But instead of spending her last days contemplating her death, the myriad ways her terminal illness is robbing her independence and abilities, or how to hasten the end of her suffering, she seems more focused on surrounding herself with the ones she loves. She knows her time is nearly up, but she is secure in the knowledge that when she does pass, it will be into the arms of God. This is suffering, to be sure; but it is suffering suffused with dignity, through and through.

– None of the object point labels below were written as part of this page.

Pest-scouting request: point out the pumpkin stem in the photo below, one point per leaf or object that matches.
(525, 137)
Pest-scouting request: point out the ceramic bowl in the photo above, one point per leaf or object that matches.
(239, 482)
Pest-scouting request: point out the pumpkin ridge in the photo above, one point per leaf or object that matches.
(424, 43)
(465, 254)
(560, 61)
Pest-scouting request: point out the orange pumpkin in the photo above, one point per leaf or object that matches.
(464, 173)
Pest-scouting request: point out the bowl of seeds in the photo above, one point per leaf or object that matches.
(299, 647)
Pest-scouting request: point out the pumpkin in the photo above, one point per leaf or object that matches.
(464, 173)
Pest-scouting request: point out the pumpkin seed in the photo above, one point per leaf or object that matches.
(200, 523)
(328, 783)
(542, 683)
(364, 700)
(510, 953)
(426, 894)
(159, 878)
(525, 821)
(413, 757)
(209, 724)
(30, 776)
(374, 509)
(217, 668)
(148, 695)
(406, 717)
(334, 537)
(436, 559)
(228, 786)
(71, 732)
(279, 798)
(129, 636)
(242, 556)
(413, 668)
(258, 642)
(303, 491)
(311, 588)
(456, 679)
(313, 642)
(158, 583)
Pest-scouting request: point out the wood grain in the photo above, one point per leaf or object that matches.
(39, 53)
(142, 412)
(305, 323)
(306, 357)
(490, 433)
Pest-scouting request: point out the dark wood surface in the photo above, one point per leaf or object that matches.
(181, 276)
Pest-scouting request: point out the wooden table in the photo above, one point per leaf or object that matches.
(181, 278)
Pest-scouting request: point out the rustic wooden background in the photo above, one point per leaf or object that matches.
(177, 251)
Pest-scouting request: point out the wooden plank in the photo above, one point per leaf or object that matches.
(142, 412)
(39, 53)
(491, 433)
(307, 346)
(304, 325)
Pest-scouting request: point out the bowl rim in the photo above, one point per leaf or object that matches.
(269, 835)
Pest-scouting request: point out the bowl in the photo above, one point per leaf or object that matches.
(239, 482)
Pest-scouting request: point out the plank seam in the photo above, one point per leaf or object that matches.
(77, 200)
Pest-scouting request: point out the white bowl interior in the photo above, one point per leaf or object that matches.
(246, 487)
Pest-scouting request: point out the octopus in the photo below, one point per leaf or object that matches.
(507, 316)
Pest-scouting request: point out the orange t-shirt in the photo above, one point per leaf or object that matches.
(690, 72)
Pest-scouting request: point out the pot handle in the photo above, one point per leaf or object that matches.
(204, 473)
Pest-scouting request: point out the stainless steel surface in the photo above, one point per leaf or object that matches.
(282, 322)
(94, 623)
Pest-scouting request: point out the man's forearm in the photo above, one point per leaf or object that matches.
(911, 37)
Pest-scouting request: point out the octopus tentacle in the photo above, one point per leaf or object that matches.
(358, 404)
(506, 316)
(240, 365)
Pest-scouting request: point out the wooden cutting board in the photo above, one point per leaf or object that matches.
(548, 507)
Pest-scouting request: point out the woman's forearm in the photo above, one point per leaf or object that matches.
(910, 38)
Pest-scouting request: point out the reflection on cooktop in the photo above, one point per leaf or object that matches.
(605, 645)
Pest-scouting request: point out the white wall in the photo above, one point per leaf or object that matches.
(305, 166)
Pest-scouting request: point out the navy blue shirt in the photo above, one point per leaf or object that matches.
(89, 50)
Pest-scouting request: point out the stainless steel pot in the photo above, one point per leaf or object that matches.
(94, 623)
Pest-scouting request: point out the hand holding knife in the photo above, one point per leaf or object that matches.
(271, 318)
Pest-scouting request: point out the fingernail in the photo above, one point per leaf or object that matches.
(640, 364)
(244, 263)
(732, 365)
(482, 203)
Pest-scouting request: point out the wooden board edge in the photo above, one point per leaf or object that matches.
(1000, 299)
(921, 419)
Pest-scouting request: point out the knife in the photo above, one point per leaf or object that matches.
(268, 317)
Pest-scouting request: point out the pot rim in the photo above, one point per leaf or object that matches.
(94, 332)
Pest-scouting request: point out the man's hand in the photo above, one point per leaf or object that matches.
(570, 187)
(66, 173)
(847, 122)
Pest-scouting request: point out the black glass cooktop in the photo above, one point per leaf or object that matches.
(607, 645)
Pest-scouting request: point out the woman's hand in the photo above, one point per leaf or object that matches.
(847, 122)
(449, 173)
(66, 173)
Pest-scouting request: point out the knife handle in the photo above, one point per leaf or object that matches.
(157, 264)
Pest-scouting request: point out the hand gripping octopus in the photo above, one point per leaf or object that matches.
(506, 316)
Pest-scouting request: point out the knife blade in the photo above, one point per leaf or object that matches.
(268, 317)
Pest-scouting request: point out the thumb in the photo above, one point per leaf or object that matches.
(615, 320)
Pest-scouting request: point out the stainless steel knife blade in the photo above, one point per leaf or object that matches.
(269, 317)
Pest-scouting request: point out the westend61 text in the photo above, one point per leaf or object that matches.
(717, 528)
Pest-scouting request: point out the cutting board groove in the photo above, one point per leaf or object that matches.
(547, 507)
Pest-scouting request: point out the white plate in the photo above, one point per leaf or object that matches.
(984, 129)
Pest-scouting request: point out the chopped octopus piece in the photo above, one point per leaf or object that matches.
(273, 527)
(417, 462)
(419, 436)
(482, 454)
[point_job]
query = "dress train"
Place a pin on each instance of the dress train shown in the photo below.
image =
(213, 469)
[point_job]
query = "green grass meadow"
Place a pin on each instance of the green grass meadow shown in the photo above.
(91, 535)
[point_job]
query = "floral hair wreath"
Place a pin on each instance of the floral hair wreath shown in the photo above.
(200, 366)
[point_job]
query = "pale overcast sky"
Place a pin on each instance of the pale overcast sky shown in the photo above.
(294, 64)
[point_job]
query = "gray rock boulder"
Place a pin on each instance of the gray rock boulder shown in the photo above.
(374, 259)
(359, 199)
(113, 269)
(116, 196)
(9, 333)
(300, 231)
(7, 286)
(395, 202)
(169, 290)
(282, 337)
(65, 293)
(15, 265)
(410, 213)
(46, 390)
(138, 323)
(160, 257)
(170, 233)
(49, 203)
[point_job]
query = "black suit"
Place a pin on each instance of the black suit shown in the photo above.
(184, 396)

Most people who advocate for physician-assisted suicide (PAS) do so from the belief that it maximizes dignity and personal autonomy in the face of immense suffering, typically caused by a debilitating terminal illness. As the recent legalization in California and recently proposed legislation in states like New York suggest, the PAS movement is currently enjoying a fair amount of popular support in the United States.

The Suicide Movement Says Suffering Is Undignified

In our “you do you” and “it’s my body, my choice” culture that values personal autonomy as one of the highest pursuits, the option to go out “on our own terms” is enticing—albeit one that comes with many dangerous implications concerning the compatibility of suffering and dignity.

Coupled with our American obsession with autonomy, the growth of the movement has arguably been bolstered by the media attention given to people like Brittany Maynard, whose choice to end her life via PAS was broadcast far and wide. Listening to Brittany’s story proved that her illness caused her and her loved ones to suffer greatly, and her pain tugged at national heartstrings, causing many to laud her conviction to end it all “with dignity.”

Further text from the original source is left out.